Цитату я выдал слово в слово, но произвела она, увы, не тот эффект, который ожидал. Волька вздернула голову, сощурила глаза и презрительно бросила:
— Дурак!
Солнце в моих глазах на секунду потемнело. Я нагнал Вольку, попробовал объясниться. Она зажала уши ладошками. Прибавила шаг. Не бежать же за ней на виду у всей улицы, Я сделал безразличный вид и направился домой. Мама спала. На столе стояла обернутая в одеяло пшенная каша. Аппетит — пропал, но я (только для закалки воли) съел кашу.
Тихонько подкрутил репродуктор. Диктор прошептал доверительно:
«В течение 11 сентября наши войска вели упорные оборонительные бои в районе Сталинграда. После многодневных ожесточенных боев наши войска оставили город Новороссийск...»
Мама во сне мучительно всхлипнула. Тяжелая долгая смена у станка — она работала на патронном заводе, да еще учеба на курсах медицинских сестер выматывали у нее все силы. Я осторожно прикрутил радио и пошел на улицу.
Все как-то шло неладно, наперекосяк.
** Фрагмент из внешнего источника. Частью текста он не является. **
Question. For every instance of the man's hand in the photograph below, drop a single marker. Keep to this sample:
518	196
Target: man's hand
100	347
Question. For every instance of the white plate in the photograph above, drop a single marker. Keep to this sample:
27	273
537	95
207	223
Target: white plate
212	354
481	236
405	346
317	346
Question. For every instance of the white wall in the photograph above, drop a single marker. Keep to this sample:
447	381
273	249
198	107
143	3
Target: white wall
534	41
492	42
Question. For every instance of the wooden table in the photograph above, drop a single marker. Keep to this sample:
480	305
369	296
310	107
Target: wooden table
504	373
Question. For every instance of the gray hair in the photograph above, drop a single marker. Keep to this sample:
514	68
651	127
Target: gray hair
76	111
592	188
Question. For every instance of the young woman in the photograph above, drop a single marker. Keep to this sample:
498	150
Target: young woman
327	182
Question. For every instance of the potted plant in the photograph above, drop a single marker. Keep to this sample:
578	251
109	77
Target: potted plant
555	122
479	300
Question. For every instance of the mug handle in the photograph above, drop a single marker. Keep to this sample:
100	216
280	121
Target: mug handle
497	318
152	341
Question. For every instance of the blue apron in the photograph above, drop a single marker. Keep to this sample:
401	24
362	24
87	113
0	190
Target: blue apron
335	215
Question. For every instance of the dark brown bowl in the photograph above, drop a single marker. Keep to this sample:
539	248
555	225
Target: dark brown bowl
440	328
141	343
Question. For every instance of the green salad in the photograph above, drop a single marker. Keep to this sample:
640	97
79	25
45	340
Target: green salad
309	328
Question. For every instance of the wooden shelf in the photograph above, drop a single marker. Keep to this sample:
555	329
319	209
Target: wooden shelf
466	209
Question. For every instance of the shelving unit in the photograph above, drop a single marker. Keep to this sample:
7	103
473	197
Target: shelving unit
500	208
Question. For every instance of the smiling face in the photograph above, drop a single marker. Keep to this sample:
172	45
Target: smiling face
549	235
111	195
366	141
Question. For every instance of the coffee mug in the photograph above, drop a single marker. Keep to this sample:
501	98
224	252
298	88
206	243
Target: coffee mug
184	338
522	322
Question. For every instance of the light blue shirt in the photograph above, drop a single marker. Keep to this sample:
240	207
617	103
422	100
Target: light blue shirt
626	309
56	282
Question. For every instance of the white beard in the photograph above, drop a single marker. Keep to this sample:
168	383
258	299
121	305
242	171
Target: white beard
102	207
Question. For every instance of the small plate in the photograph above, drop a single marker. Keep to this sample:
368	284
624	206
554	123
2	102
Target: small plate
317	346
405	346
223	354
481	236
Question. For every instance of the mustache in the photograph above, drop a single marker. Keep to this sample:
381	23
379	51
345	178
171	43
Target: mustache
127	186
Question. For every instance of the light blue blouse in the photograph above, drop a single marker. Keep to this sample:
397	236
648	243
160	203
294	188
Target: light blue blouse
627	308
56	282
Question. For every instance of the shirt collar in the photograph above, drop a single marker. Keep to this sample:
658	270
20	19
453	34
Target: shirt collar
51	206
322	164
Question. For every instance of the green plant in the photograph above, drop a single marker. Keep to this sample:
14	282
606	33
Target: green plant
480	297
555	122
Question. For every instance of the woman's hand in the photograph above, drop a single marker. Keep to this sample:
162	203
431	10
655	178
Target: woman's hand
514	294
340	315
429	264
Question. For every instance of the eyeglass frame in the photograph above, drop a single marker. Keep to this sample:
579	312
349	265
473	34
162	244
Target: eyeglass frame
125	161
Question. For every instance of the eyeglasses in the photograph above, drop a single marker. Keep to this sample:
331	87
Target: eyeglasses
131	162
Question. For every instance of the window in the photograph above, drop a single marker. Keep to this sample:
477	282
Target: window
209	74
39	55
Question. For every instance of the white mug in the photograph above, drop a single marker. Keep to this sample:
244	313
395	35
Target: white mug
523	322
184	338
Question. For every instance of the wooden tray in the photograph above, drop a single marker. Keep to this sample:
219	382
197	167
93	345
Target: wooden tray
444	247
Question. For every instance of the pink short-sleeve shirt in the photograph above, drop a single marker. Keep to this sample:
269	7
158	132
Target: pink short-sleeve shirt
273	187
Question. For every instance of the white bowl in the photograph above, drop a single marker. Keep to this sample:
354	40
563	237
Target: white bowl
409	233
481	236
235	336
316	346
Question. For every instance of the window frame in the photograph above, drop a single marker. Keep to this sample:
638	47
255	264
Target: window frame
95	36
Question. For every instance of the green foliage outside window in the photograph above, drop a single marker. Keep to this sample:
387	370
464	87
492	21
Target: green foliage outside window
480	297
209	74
Ко всему еще три двойки обозначились в журнале против моей фамилии. Правда, все три были по-немецкому языку. Филя, на что старательный ученик, а и то хватал по-немецкому колы. Однажды он даже осмелился заявить завучу при всем классе:
— Не могу учить язык фашистов.
Завуч, конечно, не стала ругать Филю и других двоечников. Конечно, она прочла лекцию о том, что язык народа не виноват, а виноват Гитлер. Что на немецком языке писал Маркс и Гете. Но никого не убедила. И, почувствовав это, вздохнула, попросила нас сидеть тише ради уважения к старушке учительнице. Нине Николаевне было где-то лет под сто. Она и не требовала много от нас, только тишины. Отвечать ей было легко. Прямо с места. Читаешь немецкий текст, и потом русский перевод, написанный между строк учебника мелким почерком Эдика. Он знал немецкий не хуже русского. Знал он также польский и украинский.
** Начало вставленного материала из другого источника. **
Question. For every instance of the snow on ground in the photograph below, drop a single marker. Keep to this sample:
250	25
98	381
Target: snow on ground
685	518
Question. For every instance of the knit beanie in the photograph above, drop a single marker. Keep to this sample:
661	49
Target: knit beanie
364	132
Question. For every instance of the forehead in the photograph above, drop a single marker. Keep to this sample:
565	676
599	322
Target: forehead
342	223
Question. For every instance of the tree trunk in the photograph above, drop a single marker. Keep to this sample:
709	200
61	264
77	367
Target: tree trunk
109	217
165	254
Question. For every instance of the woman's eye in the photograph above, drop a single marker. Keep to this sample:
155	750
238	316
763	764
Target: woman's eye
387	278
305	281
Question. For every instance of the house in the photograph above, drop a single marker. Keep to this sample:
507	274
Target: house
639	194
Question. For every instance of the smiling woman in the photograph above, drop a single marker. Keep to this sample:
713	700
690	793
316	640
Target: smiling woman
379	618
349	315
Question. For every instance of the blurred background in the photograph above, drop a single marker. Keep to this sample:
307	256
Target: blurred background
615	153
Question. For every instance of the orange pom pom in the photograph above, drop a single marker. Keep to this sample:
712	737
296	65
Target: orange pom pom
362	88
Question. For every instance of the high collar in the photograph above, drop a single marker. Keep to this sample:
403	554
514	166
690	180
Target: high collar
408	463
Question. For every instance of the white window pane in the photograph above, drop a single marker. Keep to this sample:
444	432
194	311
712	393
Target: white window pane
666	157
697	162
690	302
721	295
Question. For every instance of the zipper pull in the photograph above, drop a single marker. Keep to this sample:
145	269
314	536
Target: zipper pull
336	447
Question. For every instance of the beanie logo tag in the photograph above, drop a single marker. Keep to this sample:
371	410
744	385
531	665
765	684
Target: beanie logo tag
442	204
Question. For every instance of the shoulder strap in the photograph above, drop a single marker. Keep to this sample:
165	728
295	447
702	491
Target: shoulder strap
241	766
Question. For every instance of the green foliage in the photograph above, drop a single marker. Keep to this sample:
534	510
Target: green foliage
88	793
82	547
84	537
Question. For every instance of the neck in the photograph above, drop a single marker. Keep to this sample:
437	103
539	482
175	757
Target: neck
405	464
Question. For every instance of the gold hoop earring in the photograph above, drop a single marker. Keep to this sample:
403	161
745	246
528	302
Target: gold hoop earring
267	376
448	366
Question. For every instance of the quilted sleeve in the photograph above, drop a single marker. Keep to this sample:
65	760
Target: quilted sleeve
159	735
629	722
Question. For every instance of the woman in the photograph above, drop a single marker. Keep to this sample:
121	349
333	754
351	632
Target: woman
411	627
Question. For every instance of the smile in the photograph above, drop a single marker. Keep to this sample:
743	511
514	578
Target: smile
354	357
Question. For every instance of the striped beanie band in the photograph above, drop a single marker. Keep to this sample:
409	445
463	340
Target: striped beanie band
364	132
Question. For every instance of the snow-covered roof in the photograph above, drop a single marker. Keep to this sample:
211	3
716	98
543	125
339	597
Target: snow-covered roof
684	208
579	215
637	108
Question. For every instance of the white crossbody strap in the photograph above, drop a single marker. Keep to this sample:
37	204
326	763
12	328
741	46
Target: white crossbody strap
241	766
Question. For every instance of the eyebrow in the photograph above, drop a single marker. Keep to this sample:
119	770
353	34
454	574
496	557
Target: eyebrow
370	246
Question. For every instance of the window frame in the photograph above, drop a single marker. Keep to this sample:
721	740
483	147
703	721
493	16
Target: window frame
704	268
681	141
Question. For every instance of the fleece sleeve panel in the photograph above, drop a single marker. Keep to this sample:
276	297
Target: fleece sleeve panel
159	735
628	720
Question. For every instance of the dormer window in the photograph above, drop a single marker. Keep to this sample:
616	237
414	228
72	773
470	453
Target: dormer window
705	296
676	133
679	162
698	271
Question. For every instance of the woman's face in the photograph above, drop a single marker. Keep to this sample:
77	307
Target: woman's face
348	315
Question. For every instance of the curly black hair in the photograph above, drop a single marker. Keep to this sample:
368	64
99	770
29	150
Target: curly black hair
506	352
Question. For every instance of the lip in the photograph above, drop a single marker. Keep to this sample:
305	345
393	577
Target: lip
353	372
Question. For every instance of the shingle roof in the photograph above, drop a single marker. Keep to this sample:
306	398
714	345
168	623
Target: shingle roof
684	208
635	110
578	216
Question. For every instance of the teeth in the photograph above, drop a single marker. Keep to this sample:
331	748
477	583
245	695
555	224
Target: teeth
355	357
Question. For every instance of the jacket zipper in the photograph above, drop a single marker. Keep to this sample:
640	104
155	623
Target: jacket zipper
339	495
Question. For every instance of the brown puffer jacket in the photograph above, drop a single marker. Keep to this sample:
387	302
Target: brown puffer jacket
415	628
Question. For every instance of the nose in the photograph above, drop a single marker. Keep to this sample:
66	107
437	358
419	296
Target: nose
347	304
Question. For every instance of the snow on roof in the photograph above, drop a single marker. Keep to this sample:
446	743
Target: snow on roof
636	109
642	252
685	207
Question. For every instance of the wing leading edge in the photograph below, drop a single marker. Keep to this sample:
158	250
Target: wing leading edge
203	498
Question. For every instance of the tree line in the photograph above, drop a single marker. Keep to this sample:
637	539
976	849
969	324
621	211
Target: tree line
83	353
Однажды он принес газету с такой заметкой.
«Получено сообщение о боевых действиях польского партизанского отряда, руководимого Казимиром Соколинским. Польские патриоты недавно совершили нападение на мастерские по ремонту танков. Перебили охрану и уничтожили семь ремонтировавшихся немецких машин».
Эдик был восторженным человеком, Он зачитывал заметку каждому и восхищался далекой Польшей:
— В центре оккупированной Европы, а борются!
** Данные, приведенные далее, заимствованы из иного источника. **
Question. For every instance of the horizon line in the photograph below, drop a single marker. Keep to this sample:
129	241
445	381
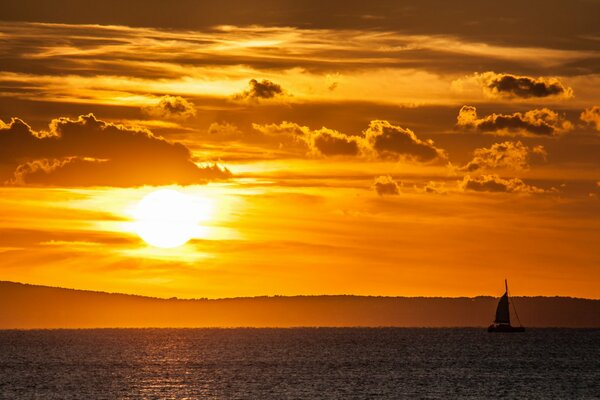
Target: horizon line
175	298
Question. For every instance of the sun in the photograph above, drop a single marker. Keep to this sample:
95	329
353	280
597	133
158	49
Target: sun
168	218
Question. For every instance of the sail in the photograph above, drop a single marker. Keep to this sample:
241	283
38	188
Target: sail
503	312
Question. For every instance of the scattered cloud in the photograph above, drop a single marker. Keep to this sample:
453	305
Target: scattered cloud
391	141
386	185
505	155
171	107
494	183
435	187
591	116
90	152
381	140
524	87
260	90
329	142
537	122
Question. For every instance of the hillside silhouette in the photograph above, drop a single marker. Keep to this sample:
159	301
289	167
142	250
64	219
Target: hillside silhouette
24	306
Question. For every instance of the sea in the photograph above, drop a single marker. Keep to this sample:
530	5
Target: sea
299	363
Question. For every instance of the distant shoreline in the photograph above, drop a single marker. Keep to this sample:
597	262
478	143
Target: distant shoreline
24	306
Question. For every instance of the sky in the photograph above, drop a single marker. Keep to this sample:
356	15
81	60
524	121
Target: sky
413	148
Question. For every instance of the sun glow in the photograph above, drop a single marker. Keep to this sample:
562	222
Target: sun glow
167	218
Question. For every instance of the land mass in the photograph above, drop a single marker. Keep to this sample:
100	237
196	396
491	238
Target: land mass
24	306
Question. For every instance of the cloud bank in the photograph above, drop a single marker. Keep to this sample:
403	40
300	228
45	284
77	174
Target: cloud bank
386	185
494	183
171	107
524	87
90	152
537	122
505	155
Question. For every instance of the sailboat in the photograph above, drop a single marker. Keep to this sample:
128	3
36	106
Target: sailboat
502	321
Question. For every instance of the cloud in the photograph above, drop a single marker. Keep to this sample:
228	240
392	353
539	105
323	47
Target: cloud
171	107
493	183
591	116
505	155
262	90
329	142
381	140
434	187
392	142
90	152
537	122
386	185
524	87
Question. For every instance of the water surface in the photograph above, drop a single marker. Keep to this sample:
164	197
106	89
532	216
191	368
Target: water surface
303	363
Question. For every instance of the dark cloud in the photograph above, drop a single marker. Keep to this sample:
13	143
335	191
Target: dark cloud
328	142
262	90
591	116
381	140
89	152
390	141
171	107
507	85
494	183
505	155
386	185
537	122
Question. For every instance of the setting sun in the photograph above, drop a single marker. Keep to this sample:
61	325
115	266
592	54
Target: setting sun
167	218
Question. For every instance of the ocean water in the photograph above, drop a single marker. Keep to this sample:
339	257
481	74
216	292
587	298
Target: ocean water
321	363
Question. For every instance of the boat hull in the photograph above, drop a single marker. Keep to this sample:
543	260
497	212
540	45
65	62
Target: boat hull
503	328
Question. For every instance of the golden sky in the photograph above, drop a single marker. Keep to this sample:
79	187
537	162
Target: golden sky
411	149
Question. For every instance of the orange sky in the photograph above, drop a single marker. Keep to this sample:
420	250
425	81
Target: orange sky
354	152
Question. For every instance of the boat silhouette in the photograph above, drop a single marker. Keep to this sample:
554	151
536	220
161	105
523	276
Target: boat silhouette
502	321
— Подумаешь, семь танков, — сказал ему какой-то старшеклассник, — немцы рвутся к Баку, отрежут нефть. Что тогда?
— Дам по шее, — ответил Эдик, — узнаешь. У нас Бугуруслан есть... Если мы льем нефть в малярийные озера, то ее хватит и на фашистов.
Эдик умел говорить. И убеждать. С ним я хотел бы встретиться. Рассказать о маме и Сереже. Конечно, оказали бы вы сегодня, проще спросить было маму. Сегодня и я бы спросил. Но тогда было другое время. Другие были и мы...
Мама говорила мне лишь то, что считала нужным. Она не любила расспросов. И потом я чувствовал, что любое напоминание о том вечере ее бы больно ранило.